Failure and Imagination: Those were the two key themes of J.K. Rowling's speech to Harvard's 2008 graduates. It seems an odd combination; one might think she would address success and imagination instead. But these two themes are powerful life lessons, and they are also prevalent in the Harry Potter stories. This speech demonstrated how her own life lessons serve as a foundation for her wildly popular novels
Why did Ms. Rowling choose the theme of failure?
"Simply because failure meant a stripping away of the inessential. I stopped pretending to myself that I was anything other than what I was, and began to direct all my energy into finishing the only work that mattered to me." (2008 Harvard Commencement Speech)
This was true for Rowling, and it was true for her hero Harry Potter. For almost four straight books, Harry was becoming entirely the wrong kind of hero: the standard, middle-class, popular male hero. But in the fifth book, Order of the Phoenix, Harry fails miserably. His hero-complex is shattered when it motivates him to act on faulty information and results in the death of his own godfather. For the next two books, he'd learn to be exactly who he was: a young man with a tremendous capacity to love.
Of imagination, Ms. Rowling said:
"We do not need magic to change the world, we carry all the power we need inside ourselves already: we have the power to imagine better." (2008 Harvard Commencement Speech)
It takes creative heroes to change the world. There is nothing creative about changing the world through brute force. In fact, doing so will ensure that one will become like one's own enemy in the end. Creative heroes are self-sacrificial heroes, not heroes with bigger and better weapons. Harry does not defeat Voldemort with a killing curse; he does so by willingly sacrificing himself. The same can be said of other great imaginative tales: Aslan in The Lion, the Witch, and the Wardrobe, Gandalf and Frodo in The Lord of the Rings.
Ms. Rowling is correct that we do not need "magic" to change the world.

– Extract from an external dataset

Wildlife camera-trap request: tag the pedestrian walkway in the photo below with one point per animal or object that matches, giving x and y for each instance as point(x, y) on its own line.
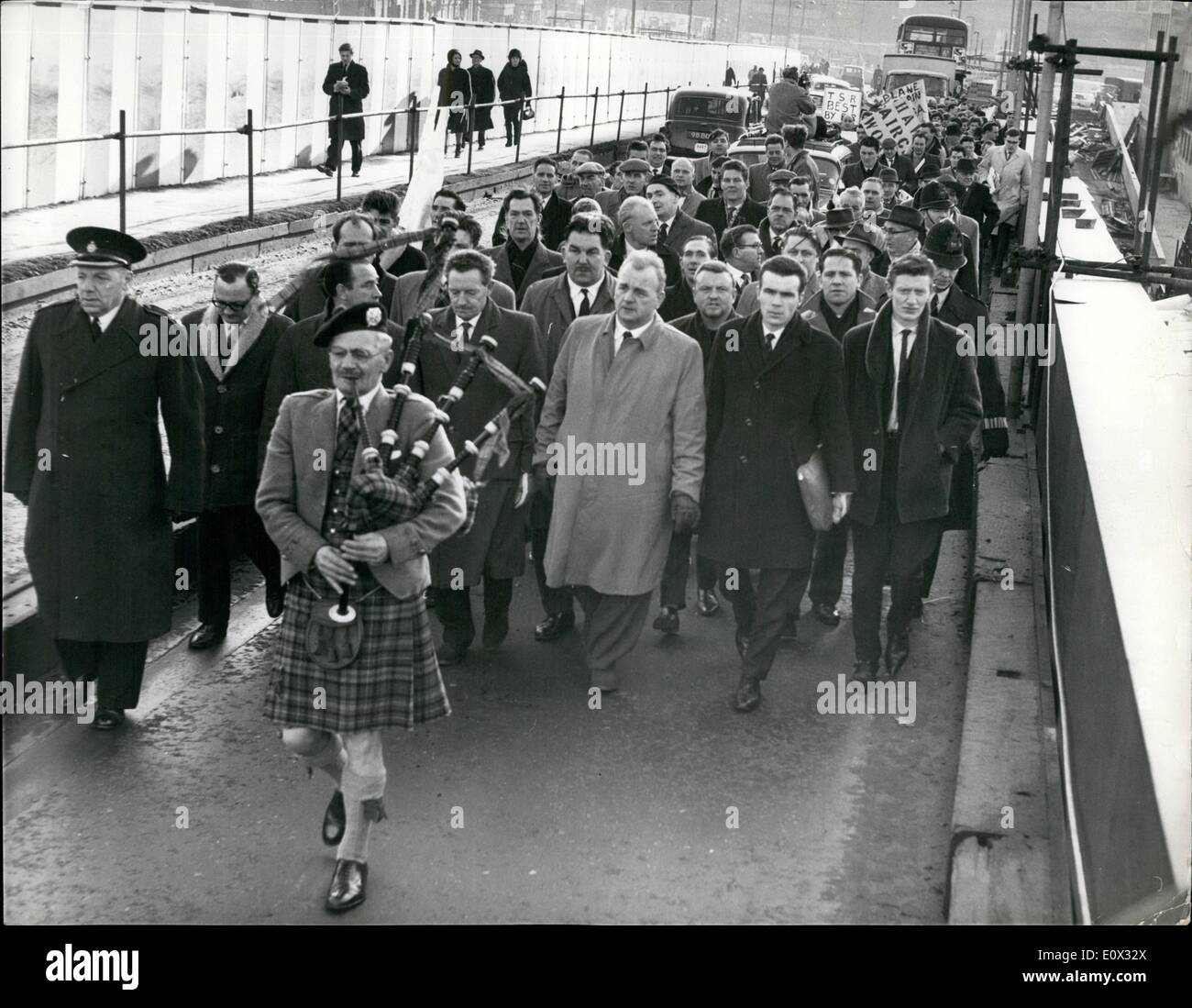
point(42, 230)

But entering the magic realm of the fairy tale, even as adults, reminds readers that there is power in love, that "the world is wild" (G.K. Chesterton, Orthodoxy, chapter 4), and that there is room for creative action for the good.
Ms. Rowling gave stirring and challenging words to the Harvard grads, but she also reminded us all, in subtle fashion, of why we love tales like Harry Potter. They contain transformative power for the individual reader; and transformed individuals can creatively change the world.